# ftp.census.gov Coverage

This notebook uses a listing of files from `ftp2.census.gov` to determine how many of them were archived by the Wayback Machine at their web "frontend" `www2.census.gov`. The list was created by Andrew Berger using lftp to copy files from ftp2.census.gov.

## Get a DataFrame

Create a DataFrame from the ISO-8859-1 encoded list of files.

In [24]:
import gzip
import pandas

urls = [url.strip().decode("iso-8859-1") for url in gzip.open('data/all-downloaded-census-2025-03-29.txt.gz')]
df = pandas.DataFrame({"ftp_url": urls})
df

Unnamed: 0,ftp_url
0,ftp2.census.gov/econ/esp/2012/esp2012_table7.xlsx
1,ftp2.census.gov/econ/esp/2012/Table 4.xlsx
2,ftp2.census.gov/econ/esp/2012/esp2012_table6.xlsx
3,ftp2.census.gov/econ/esp/2012/Table 6.xlsx
4,ftp2.census.gov/econ/esp/2012/esp2012_table8.xlsx
...,...
4496866,ftp2.census.gov/acs2011_1yr/summaryfile/Sequen...
4496867,ftp2.census.gov/acs2011_1yr/summaryfile/ACS201...
4496868,ftp2.census.gov/acs2011_1yr/summaryfile/ACS_20...
4496869,ftp2.census.gov/acs2011_1yr/summaryfile/Sequen...

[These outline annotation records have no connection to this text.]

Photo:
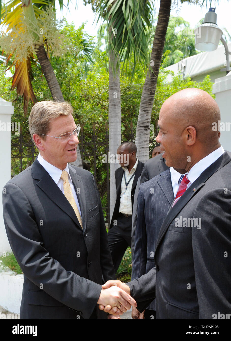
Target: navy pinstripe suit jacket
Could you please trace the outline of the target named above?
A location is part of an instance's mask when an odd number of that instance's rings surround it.
[[[139,278],[155,266],[154,255],[159,232],[174,199],[170,168],[140,185],[132,280]],[[155,300],[147,309],[155,310]]]

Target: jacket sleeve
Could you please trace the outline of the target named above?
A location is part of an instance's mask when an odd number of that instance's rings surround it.
[[[134,202],[133,203],[133,208],[132,210],[132,257],[133,258],[134,253],[134,247],[135,246],[135,235],[136,231],[136,226],[137,220],[137,200],[138,194],[139,190],[139,185],[140,182],[140,177],[139,177],[137,181],[137,183],[134,195]]]
[[[140,184],[143,182],[146,182],[146,181],[148,181],[149,180],[148,174],[147,163],[147,162],[146,161],[140,175]]]
[[[155,267],[139,278],[127,283],[131,296],[136,300],[137,309],[142,312],[155,297]]]
[[[145,273],[147,260],[147,240],[144,216],[145,201],[142,185],[140,186],[137,199],[137,215],[133,257],[132,280]]]
[[[51,256],[44,247],[33,210],[24,192],[10,182],[5,188],[3,204],[6,233],[25,276],[39,287],[42,283],[45,292],[89,318],[99,297],[101,286],[66,270]],[[111,270],[109,273],[113,276]]]
[[[231,313],[230,203],[230,189],[213,190],[200,200],[194,215],[201,222],[201,228],[192,229],[199,318]]]
[[[94,177],[92,174],[95,186],[95,189],[97,196],[99,214],[100,214],[100,262],[101,269],[105,282],[110,280],[116,279],[115,270],[112,263],[111,252],[109,248],[109,244],[107,235],[104,217],[102,209],[101,202],[100,200],[99,193]]]

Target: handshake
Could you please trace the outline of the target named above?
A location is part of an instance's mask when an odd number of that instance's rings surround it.
[[[97,303],[99,309],[119,318],[129,310],[131,306],[137,306],[136,302],[130,295],[130,288],[120,281],[108,281],[102,286]]]

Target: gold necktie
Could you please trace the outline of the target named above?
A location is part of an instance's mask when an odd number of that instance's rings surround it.
[[[60,177],[60,178],[63,180],[63,189],[64,191],[64,195],[73,207],[73,209],[76,214],[76,216],[78,218],[78,220],[79,220],[80,226],[82,228],[83,225],[82,222],[82,219],[81,219],[81,216],[76,205],[76,203],[74,201],[74,196],[70,186],[70,184],[68,181],[68,175],[67,172],[66,172],[66,170],[63,170],[62,172],[62,175]]]

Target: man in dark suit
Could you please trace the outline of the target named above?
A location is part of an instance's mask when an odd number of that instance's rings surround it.
[[[161,228],[155,267],[127,285],[116,282],[140,311],[155,297],[158,318],[213,318],[231,311],[231,159],[214,129],[220,117],[199,89],[176,93],[160,112],[157,140],[166,164],[188,174]]]
[[[154,255],[161,225],[174,198],[176,184],[185,169],[172,167],[141,184],[137,202],[137,220],[133,257],[132,280],[139,278],[155,267]],[[155,318],[155,300],[140,313],[132,308],[133,318]]]
[[[134,195],[144,163],[136,158],[133,142],[124,142],[117,151],[121,167],[115,172],[116,201],[108,233],[109,247],[116,272],[128,246],[131,246],[132,221]]]
[[[3,195],[6,233],[24,275],[22,318],[104,318],[95,309],[101,301],[130,307],[122,291],[102,291],[115,273],[94,177],[68,166],[79,143],[72,114],[65,102],[33,106],[29,126],[39,154]]]

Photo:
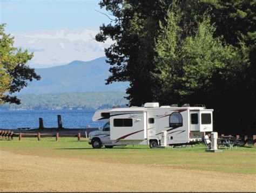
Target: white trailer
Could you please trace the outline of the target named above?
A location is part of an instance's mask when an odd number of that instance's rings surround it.
[[[97,148],[142,142],[151,148],[192,144],[212,132],[213,111],[203,106],[159,107],[157,102],[99,110],[92,120],[106,123],[90,133],[89,144]]]

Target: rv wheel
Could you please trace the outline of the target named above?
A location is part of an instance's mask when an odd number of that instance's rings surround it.
[[[96,149],[99,149],[102,147],[102,142],[100,140],[96,139],[93,140],[92,142],[92,148]]]
[[[154,140],[152,140],[150,141],[150,147],[151,148],[154,148],[157,146],[157,141]]]
[[[106,148],[113,148],[113,146],[105,146]]]

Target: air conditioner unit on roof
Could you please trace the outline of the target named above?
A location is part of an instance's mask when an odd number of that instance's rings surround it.
[[[158,102],[147,102],[144,104],[144,107],[159,107]]]

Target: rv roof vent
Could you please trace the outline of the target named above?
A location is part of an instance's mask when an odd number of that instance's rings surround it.
[[[171,105],[171,107],[178,107],[178,104],[172,104]]]
[[[158,102],[147,102],[144,104],[144,107],[159,107]]]
[[[181,106],[181,107],[190,107],[190,105],[188,104],[184,104],[183,106]]]
[[[204,107],[205,108],[206,108],[206,107],[204,104],[196,104],[194,105],[194,106],[197,107]]]

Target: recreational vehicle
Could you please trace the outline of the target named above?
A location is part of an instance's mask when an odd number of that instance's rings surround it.
[[[194,143],[201,140],[205,132],[212,132],[213,111],[203,105],[159,107],[158,102],[99,110],[92,120],[106,123],[90,133],[89,144],[99,148],[142,142],[150,148]]]

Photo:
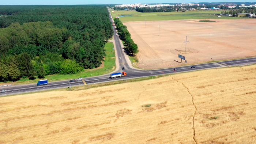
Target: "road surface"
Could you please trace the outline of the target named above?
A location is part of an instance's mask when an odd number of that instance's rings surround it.
[[[110,18],[112,21],[111,15],[110,14]],[[114,26],[113,26],[114,34],[117,33]],[[161,69],[154,70],[139,70],[130,67],[127,62],[131,62],[129,60],[127,61],[125,58],[124,49],[122,47],[119,39],[118,35],[114,34],[113,40],[115,42],[116,48],[115,50],[116,51],[117,56],[116,57],[118,58],[119,65],[119,69],[116,71],[121,72],[123,71],[126,72],[127,76],[117,79],[112,79],[110,78],[110,75],[103,75],[94,76],[90,77],[84,78],[85,82],[82,80],[77,81],[75,82],[69,83],[70,80],[62,80],[49,82],[47,85],[37,86],[37,83],[20,84],[13,86],[3,86],[0,87],[0,91],[3,90],[7,90],[6,92],[0,93],[0,96],[6,95],[21,94],[22,93],[31,92],[37,91],[44,91],[48,90],[57,89],[62,88],[67,88],[70,86],[71,87],[82,86],[84,84],[93,84],[97,83],[104,83],[106,82],[120,80],[125,79],[134,79],[136,78],[148,77],[151,76],[165,75],[167,74],[174,73],[177,72],[188,72],[192,71],[198,70],[199,69],[208,69],[215,68],[221,67],[230,67],[232,66],[243,65],[245,64],[256,63],[256,57],[244,58],[240,60],[223,61],[216,62],[208,63],[194,65],[196,68],[192,68],[191,66],[186,66],[184,67],[177,67],[178,71],[174,71],[174,68],[166,68]],[[120,57],[121,59],[119,57]],[[124,67],[125,69],[122,70],[122,68]],[[78,78],[78,77],[77,77]],[[75,78],[74,77],[74,78]],[[75,79],[76,79],[76,78]]]

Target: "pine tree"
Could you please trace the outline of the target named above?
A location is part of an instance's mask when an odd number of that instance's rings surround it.
[[[0,80],[7,80],[8,78],[8,74],[7,72],[8,67],[5,64],[0,62]]]
[[[18,64],[16,61],[14,60],[10,62],[8,68],[8,75],[12,80],[16,80],[20,76],[20,71],[18,68]]]
[[[45,75],[46,75],[46,73],[45,73],[45,69],[42,67],[39,67],[39,69],[37,71],[37,76],[38,78],[41,78],[44,77]]]
[[[31,62],[30,56],[25,52],[19,56],[18,68],[20,70],[21,75],[28,77],[33,77],[35,76],[36,72]]]

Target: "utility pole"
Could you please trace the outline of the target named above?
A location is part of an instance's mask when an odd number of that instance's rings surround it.
[[[158,30],[158,36],[160,36],[160,25],[159,25],[159,29]]]
[[[189,42],[189,41],[188,41],[187,40],[187,37],[186,36],[186,41],[184,42],[186,43],[186,48],[185,49],[185,53],[187,52],[187,42]]]
[[[146,27],[146,17],[145,17],[145,27]]]

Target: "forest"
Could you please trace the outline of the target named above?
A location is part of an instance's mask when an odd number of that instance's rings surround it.
[[[99,67],[113,31],[103,5],[0,6],[0,81]]]
[[[131,34],[127,30],[127,27],[124,25],[118,18],[114,19],[114,21],[120,38],[125,43],[125,51],[129,55],[135,55],[139,52],[138,46],[131,38]]]

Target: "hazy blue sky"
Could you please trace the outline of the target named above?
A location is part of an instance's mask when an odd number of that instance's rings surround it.
[[[184,0],[184,3],[219,2],[221,0]],[[0,5],[106,4],[133,3],[182,3],[182,0],[1,0]],[[225,2],[253,2],[256,0],[225,0]]]

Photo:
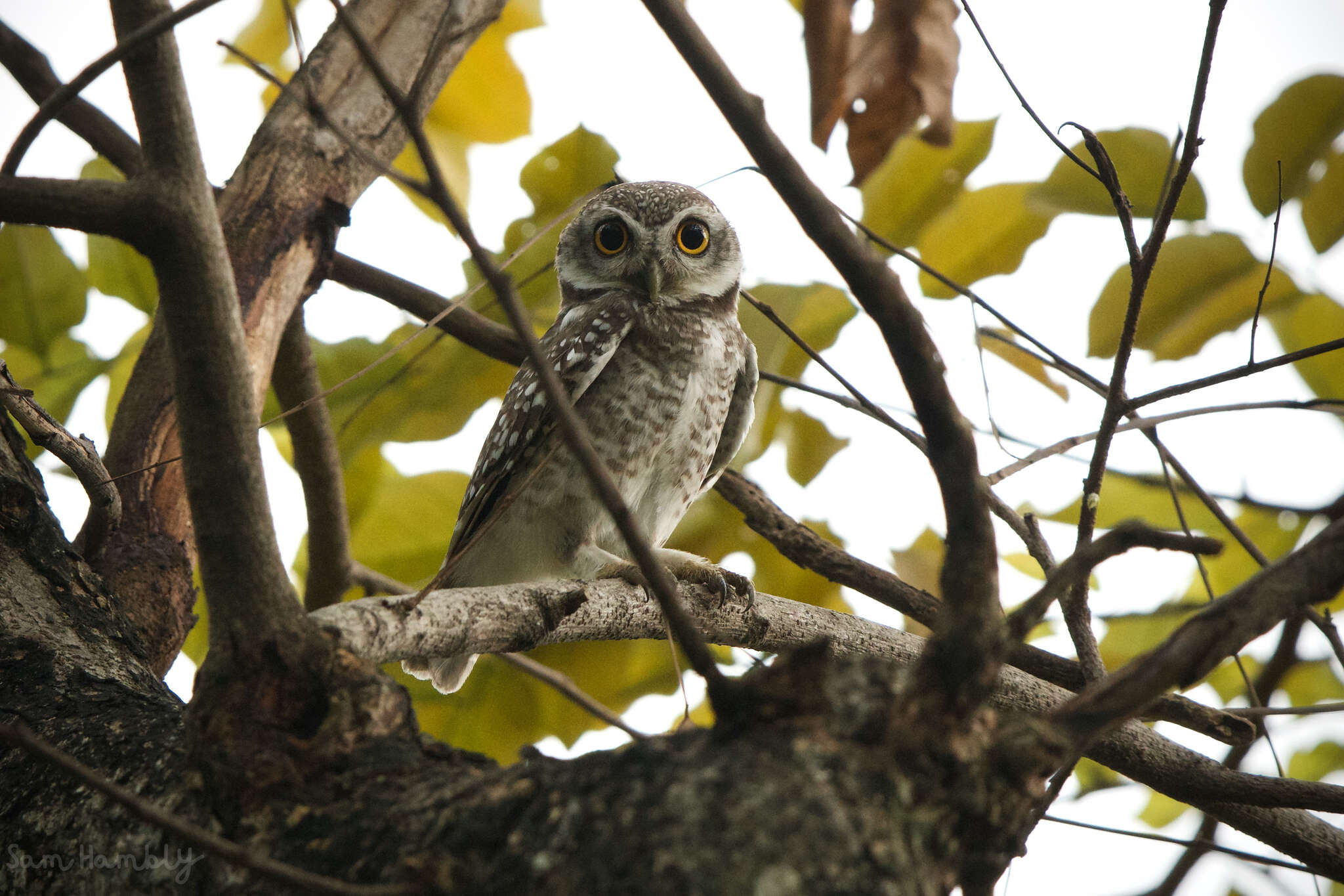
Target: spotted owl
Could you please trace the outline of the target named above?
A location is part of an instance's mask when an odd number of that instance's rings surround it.
[[[738,325],[732,227],[691,187],[618,184],[560,234],[555,271],[560,310],[542,351],[655,555],[679,579],[750,594],[745,576],[661,547],[751,427],[757,359]],[[439,582],[612,576],[642,584],[524,361],[476,461]],[[413,657],[402,668],[450,693],[474,662]]]

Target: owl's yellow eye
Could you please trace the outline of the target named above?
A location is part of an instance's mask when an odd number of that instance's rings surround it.
[[[710,247],[710,228],[695,218],[681,222],[676,228],[676,246],[687,255],[699,255]]]
[[[628,240],[629,235],[626,234],[625,224],[618,220],[603,220],[593,231],[593,244],[603,255],[617,254],[625,249]]]

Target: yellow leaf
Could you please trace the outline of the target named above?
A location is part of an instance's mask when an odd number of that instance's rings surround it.
[[[1046,235],[1054,219],[1054,212],[1027,203],[1035,187],[995,184],[958,193],[919,235],[919,257],[962,286],[1017,270],[1027,247]],[[919,271],[919,289],[930,298],[957,294],[925,271]]]
[[[980,340],[981,348],[991,355],[1008,361],[1059,398],[1066,402],[1068,400],[1068,388],[1050,375],[1050,371],[1046,369],[1044,363],[1039,357],[1017,345],[1012,333],[999,328],[981,328],[981,333],[988,336],[986,339]],[[997,334],[997,339],[995,334]]]
[[[1302,196],[1302,224],[1318,253],[1344,236],[1344,152],[1331,152],[1321,179],[1308,187]]]
[[[965,192],[962,183],[989,154],[997,118],[958,121],[952,144],[907,134],[863,181],[863,223],[895,246],[913,246],[925,224]]]
[[[1167,137],[1146,128],[1125,128],[1122,130],[1098,130],[1097,138],[1106,148],[1120,187],[1129,197],[1136,218],[1152,218],[1157,210],[1157,199],[1167,179],[1167,167],[1172,146]],[[1074,154],[1090,160],[1083,141],[1073,146]],[[1060,159],[1050,177],[1036,187],[1031,199],[1056,212],[1082,212],[1085,215],[1114,215],[1116,207],[1110,193],[1095,177],[1079,168],[1071,159]],[[1192,175],[1181,189],[1176,203],[1176,218],[1199,220],[1207,214],[1204,188]]]
[[[1312,75],[1289,85],[1255,118],[1255,137],[1242,163],[1242,180],[1262,215],[1278,206],[1278,163],[1284,201],[1306,192],[1312,165],[1344,130],[1344,77]]]
[[[1134,332],[1134,345],[1154,357],[1185,357],[1214,336],[1251,318],[1266,265],[1234,234],[1195,234],[1167,240],[1153,267]],[[1111,274],[1087,324],[1087,353],[1110,357],[1129,305],[1129,266]],[[1265,292],[1265,312],[1301,296],[1293,279],[1275,269]]]
[[[1177,802],[1165,794],[1153,791],[1148,798],[1148,805],[1144,806],[1144,811],[1138,813],[1138,821],[1144,822],[1149,827],[1165,827],[1177,818],[1185,814],[1189,809],[1183,802]]]
[[[942,587],[938,576],[942,572],[942,536],[933,529],[925,529],[909,548],[891,552],[891,566],[906,584],[941,598]]]
[[[293,0],[292,5],[297,7],[300,3],[301,0]],[[233,43],[267,69],[280,67],[290,43],[285,4],[281,0],[261,0],[257,15],[243,26]],[[242,64],[242,60],[231,52],[224,55],[224,60]]]
[[[1269,321],[1285,352],[1344,339],[1344,306],[1320,293],[1278,309]],[[1293,368],[1321,398],[1344,395],[1344,349],[1293,361]]]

Use the FTP URL to create a Web URL:

In [36]:
import re

df['web_url'] = df.ftp_url.apply(lambda s: re.sub('^ftp2', 'https://www2', s))
df

Unnamed: 0,ftp_url,web_url
0,ftp2.census.gov/econ/esp/2012/esp2012_table7.xlsx,https://www2.census.gov/econ/esp/2012/esp2012_...
1,ftp2.census.gov/econ/esp/2012/Table 4.xlsx,https://www2.census.gov/econ/esp/2012/Table 4....
2,ftp2.census.gov/econ/esp/2012/esp2012_table6.xlsx,https://www2.census.gov/econ/esp/2012/esp2012_...
3,ftp2.census.gov/econ/esp/2012/Table 6.xlsx,https://www2.census.gov/econ/esp/2012/Table 6....
4,ftp2.census.gov/econ/esp/2012/esp2012_table8.xlsx,https://www2.census.gov/econ/esp/2012/esp2012_...
...,...,...
4496866,ftp2.census.gov/acs2011_1yr/summaryfile/Sequen...,https://www2.census.gov/acs2011_1yr/summaryfil...
4496867,ftp2.census.gov/acs2011_1yr/summaryfile/ACS201...,https://www2.census.gov/acs2011_1yr/summaryfil...
4496868,ftp2.census.gov/acs2011_1yr/summaryfile/ACS_20...,https://www2.census.gov/acs2011_1yr/summaryfil...
4496869,ftp2.census.gov/acs2011_1yr/summaryfile/Sequen...,https://www2.census.gov/acs2011_1yr/summaryfil...


## Lookup in Wayback

To look up a URL in the Wayback Machine we can use the [wayback](https://wayback.readthedocs.io/en/stable/index.html) module which talks to the Wayback Machine's [CDX API](https://archive.org/developers/wayback-cdx-server.html).

In [37]:
import wayback

wb = wayback.WaybackClient()

In [38]:
df.web_url[0]

'https://www2.census.gov/econ/esp/2012/esp2012_table7.xlsx'

In [40]:
for result in wb.search('https://www2.census.gov/econ/esp/2012/esp2012_table7.xlsx'):
    print(result)

CdxRecord(key='gov,census)/econ/esp/2012/esp2012_table7.xlsx', timestamp=datetime.datetime(2017, 7, 22, 6, 4, 38, tzinfo=datetime.timezone.utc), url='http://www2.census.gov/econ/esp/2012/esp2012_table7.xlsx', mime_type='unk', status_code=302, digest='3I42H3S6NNFQ2MSVX7XZKYAYSCX5QBYJ', length=418, raw_url='https://web.archive.org/web/20170722060438id_/http://www2.census.gov/econ/esp/2012/esp2012_table7.xlsx', view_url='https://web.archive.org/web/20170722060438/http://www2.census.gov/econ/esp/2012/esp2012_table7.xlsx')
CdxRecord(key='gov,census)/econ/esp/2012/esp2012_table7.xlsx', timestamp=datetime.datetime(2017, 8, 17, 11, 48, 24, tzinfo=datetime.timezone.utc), url='https://www2.census.gov/econ/esp/2012/esp2012_table7.xlsx', mime_type='application/vnd.openxmlformats-officedocument.spreadsheetml.sheet', status_code=200, digest='6Y6373IAFSDMMIOTXDXHGACICLMA2Y4J', length=30557, raw_url='https://web.archive.org/web/20170817114824id_/https://www2.census.gov/econ/esp/2012/esp2012_table7.xls

This shows that there were seven snapshots taken of this URL. However, it's important to look at the `status_code` for each snapshot. The first one is a `302` redirect to a page that was not archived.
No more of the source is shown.